INTRODUCTION
The optimal duration of antibiotic treatment in community acquired pneumonia (CAP) is not well established: discrepancies exist between the different guidelines published to date1,2,3. In 2007, IDSA / ATS included a minimum treatment of 5 days, provided the patient remains free of fever for 48-72 hours and without more than one criterion of clinical instability4. Recently published updated guidelines keep the same recommendation5.
The negative impact of the overuse of antibiotics is well known. In this regard, an increase in nasopharyngeal carriers of penicillin-resistantStreptococcus pneumoniae has been observed with the use of low-dose beta-lactams for more than 5 days in children. The unnecessarily prolonged use of antibiotics has been associated with a greater incidence of resistance, a higher number of adverse effects, worse adherence to treatment, and a higher cost6-9.
Several studies have been published with the aim of evaluating the safety of reducing the duration of antibiotic treatment in patients with CAP10-13. In a recent meta-analysis involving five clinical trials involving adults with mild-to-moderate CAP comparing the same types of antibiotic, short 3 to 7 day regimens of antibiotics were compared to 7 to 10 day regimens. The authors did not observe significant differences in terms of cure rate, mortality and adverse effects14. Surprisingly, a new meta-analysis comparing ≤ 6 day versus ≥ 7 day regimens, observed a lower mortality rate in the shorter compared to the long regimen group (RR 0.52, 95% confidence interval [CI] 0.33 -0.82), with similar cure and relapse rates in both groups15. When evaluating only the most severe patients, mortality was 2.2% in the group with a shorter regimen compared to 4.7% in the long regimen group.
On the other hand, the use of certain biomarkers such as procalcitonin (PCT) has been shown to be useful in reducing the duration of antibiotic treatment. In a study carried out with critically ill patients with CAP, an algorithm was implemented for the suspension of antibiotics in the event of a PCT reduction of at least 80% or with values of less than 0.5 ug / L16. The authors observed an absolute difference of 2.7 days (95% CI 1.4-4.1, P <0.0001) between the group with which the PCT algorithm was implemented versus the control group, with a higher number of antibiotic-free days seen in the first group.

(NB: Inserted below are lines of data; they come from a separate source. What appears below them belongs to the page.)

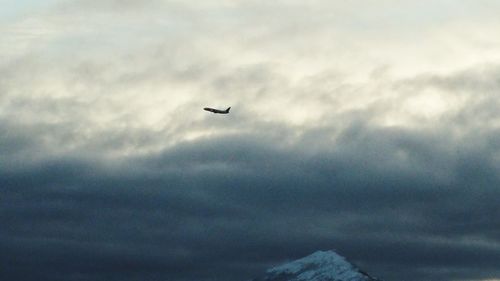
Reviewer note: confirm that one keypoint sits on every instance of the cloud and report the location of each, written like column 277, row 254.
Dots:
column 337, row 139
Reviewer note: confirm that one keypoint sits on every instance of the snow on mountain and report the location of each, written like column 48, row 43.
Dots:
column 320, row 266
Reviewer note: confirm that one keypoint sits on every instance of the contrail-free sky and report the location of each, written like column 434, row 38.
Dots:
column 367, row 127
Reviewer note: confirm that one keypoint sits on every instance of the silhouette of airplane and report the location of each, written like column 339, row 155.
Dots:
column 213, row 110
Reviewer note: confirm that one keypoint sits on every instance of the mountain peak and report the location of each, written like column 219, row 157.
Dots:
column 319, row 266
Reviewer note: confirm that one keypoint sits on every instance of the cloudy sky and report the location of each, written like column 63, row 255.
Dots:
column 368, row 127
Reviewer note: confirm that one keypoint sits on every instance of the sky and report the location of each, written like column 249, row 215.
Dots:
column 371, row 128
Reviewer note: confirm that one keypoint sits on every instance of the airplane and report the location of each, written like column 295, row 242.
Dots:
column 213, row 110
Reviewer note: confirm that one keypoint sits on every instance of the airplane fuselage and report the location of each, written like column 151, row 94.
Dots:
column 218, row 111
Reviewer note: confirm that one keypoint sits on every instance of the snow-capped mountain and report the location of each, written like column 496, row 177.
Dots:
column 320, row 266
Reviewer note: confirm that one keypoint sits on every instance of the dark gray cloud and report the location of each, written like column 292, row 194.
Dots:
column 109, row 170
column 401, row 203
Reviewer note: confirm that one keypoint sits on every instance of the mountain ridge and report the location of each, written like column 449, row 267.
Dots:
column 319, row 266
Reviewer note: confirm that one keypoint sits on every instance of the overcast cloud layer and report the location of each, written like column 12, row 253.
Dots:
column 368, row 127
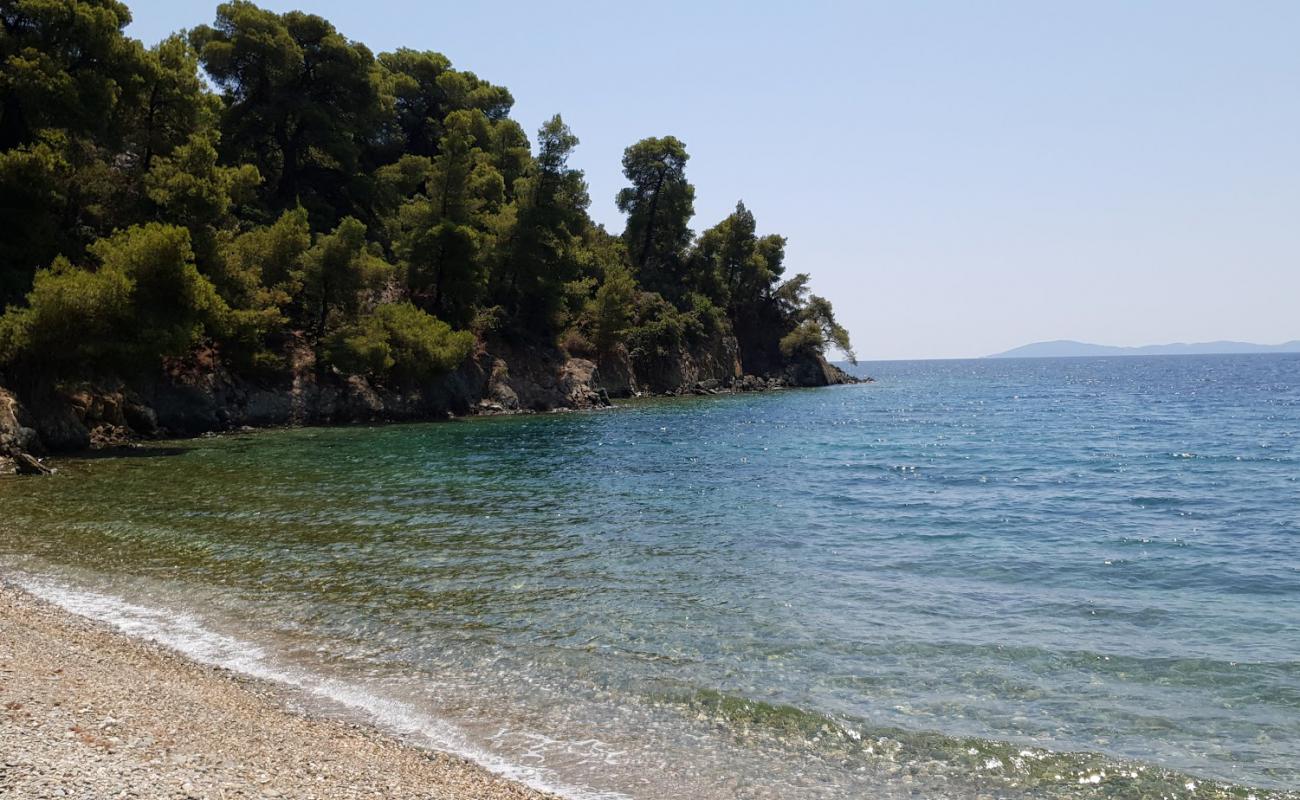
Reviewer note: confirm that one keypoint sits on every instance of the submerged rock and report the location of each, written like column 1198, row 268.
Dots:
column 25, row 463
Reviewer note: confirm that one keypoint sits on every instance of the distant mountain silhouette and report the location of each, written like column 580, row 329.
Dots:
column 1070, row 349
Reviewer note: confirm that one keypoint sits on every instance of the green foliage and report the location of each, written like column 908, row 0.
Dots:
column 338, row 273
column 542, row 255
column 144, row 299
column 265, row 180
column 612, row 307
column 299, row 102
column 659, row 204
column 399, row 341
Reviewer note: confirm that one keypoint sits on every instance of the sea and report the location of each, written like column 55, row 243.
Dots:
column 969, row 579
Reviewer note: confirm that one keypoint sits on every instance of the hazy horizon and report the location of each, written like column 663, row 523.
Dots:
column 958, row 181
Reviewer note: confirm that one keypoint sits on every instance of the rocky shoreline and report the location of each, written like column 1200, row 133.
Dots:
column 87, row 712
column 200, row 394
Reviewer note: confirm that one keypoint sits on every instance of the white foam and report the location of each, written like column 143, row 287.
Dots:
column 186, row 634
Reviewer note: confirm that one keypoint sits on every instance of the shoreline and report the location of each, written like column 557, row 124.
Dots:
column 21, row 463
column 91, row 712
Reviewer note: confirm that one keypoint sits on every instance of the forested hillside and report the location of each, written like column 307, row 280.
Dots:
column 263, row 193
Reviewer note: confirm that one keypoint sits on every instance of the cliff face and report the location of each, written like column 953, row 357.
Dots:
column 200, row 394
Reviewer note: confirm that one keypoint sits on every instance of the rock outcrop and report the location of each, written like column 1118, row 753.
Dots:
column 200, row 394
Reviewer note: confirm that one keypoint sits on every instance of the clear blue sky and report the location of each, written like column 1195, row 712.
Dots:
column 960, row 178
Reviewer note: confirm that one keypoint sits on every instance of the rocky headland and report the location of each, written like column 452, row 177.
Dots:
column 202, row 394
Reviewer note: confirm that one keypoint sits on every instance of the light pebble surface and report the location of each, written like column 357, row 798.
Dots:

Recently, our working group published the positive results17 of a clinical trial designed to validate the IDSA / ATS criteria on the duration of antibiotic treatment in patients admitted for CAP. The median number of days with antibiotic in the control group was 10 as opposed to 5 in the intervention group, while the short-term clinical cure rate was similar for both groups. However, the impact that such a reduction may have on the long-term prognosis of these patients, as well as its effect on systemic inflammation, remains unknown.
The goal of the present study is to assess the impact in the long term of a reduction of antibiotic treatment in patients admitted for CAP. The method was to evaluate complications that occurred up to one year later in patients that had been included in a clinical trial for the validation of the IDSA / ATS criteria for the duration of antibiotic treatment.